Step 3: Verify data cleansing

After you create a trigger, you can write data to Tablestore and query the data to verify whether the data is cleansed as expected.

  1. Write code.

    1. On the Functions page, click the name of the required function.

    2. On the function details page, click the Code tab to write code in the code editor.

      In this example, the function code is written in Python. Set the following parameters to actual values: INSTANCE_NAME, REGION, and ENDPOINT.

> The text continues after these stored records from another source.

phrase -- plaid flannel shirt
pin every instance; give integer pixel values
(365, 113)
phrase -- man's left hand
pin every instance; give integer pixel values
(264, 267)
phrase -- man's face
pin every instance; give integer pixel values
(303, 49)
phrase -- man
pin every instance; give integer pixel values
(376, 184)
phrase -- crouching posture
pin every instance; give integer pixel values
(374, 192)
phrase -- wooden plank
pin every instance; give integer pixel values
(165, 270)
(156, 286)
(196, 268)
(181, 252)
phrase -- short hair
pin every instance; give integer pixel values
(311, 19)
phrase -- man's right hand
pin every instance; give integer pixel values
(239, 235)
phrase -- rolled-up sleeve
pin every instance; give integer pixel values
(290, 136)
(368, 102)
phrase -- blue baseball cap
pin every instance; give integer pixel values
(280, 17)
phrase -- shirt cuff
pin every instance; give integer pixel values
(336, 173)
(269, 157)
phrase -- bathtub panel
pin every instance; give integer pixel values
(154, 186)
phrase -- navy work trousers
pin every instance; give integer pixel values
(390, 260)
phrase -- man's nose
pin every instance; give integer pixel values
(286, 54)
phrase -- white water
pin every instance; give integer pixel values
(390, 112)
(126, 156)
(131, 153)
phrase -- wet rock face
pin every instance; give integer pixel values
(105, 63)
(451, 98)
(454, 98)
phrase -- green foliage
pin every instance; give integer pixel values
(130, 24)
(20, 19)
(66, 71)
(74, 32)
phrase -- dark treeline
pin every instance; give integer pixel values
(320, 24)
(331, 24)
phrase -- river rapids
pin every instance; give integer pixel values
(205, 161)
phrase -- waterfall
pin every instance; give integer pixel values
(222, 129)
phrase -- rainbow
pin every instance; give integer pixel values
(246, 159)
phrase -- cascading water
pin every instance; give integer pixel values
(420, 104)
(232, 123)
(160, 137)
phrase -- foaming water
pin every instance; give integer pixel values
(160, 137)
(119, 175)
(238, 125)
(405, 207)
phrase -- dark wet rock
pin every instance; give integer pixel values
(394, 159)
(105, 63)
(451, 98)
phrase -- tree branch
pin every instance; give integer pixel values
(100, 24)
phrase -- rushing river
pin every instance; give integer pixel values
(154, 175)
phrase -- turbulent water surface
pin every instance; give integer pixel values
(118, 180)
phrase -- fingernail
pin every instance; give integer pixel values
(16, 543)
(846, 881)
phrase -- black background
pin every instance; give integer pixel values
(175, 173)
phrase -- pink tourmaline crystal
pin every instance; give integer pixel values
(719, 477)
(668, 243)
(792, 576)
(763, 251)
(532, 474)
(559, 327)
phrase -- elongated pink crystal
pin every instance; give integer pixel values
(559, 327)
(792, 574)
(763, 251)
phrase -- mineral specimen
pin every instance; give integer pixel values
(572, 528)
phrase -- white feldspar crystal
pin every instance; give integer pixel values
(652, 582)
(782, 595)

      #!/usr/bin/env python
      # -*- coding: utf-8 -*-
      import cbor
      import json
      import tablestore as ots
      INSTANCE_NAME = 'distribute-test'
      REGION = 'cn-shanghai'
      ENDPOINT = 'http://%s.%s.vpc.tablestore.aliyuncs.com'%(INSTANCE_NAME, REGION)
      RESULT_TABLENAME = 'result'
      def _utf8(input):
          return str(bytearray(input, "utf-8"))
      def get_attrbute_value(record, column):
          attrs = record[u'Columns']
          for x in attrs:
              if x[u'ColumnName'] == column:
                  return x['Value']
      def get_pk_value(record, column):
          attrs = record[u'PrimaryKey']
          for x in attrs:
              if x['ColumnName'] == column:
                  return x['Value']
      # The obtained credentials can be used to access Tablestore because the AliyunOTSFullAccess policy is attached to the role. 
      def get_ots_client(context):
          creds = context.credentials
          client = ots.OTSClient(ENDPOINT, creds.accessKeyId, creds.accessKeySecret, INSTANCE_NAME, sts_token = creds.securityToken)
          return client
      def save_to_ots(client, record):
          id = int(get_pk_value(record, 'id'))
          level = int(get_attrbute_value(record, 'level'))
          msg = get_attrbute_value(record, 'message')
          pk = [(_utf8('id'), id),]
          attr = [(_utf8('level'), level), (_utf8('message'), _utf8(msg)),]
          row = ots.Row(pk, attr)
          client.put_row(RESULT_TABLENAME, row)
      def handler(event, context):
          records = cbor.loads(event)
          #records = json.loads(event)
          client = get_ots_client(context)
          for record in records['Records']:
              level = int(get_attrbute_value(record, 'level'))
              if level > 1:
                  save_to_ots(client, record)
              else:
                  print ("Level <= 1, ignore.")
  2. Write data to the data table named source_data. Enter the values of the id, level, and message fields and query the cleansed data in the table named result.

    • When you write a log in which the value of the level field is greater than 1 to the source_data table, the log is synchronized to the result table.

    • When you write a log in which the value of the level field is less than or equal to 1 to the source_data table, the log is not synchronized to the result table.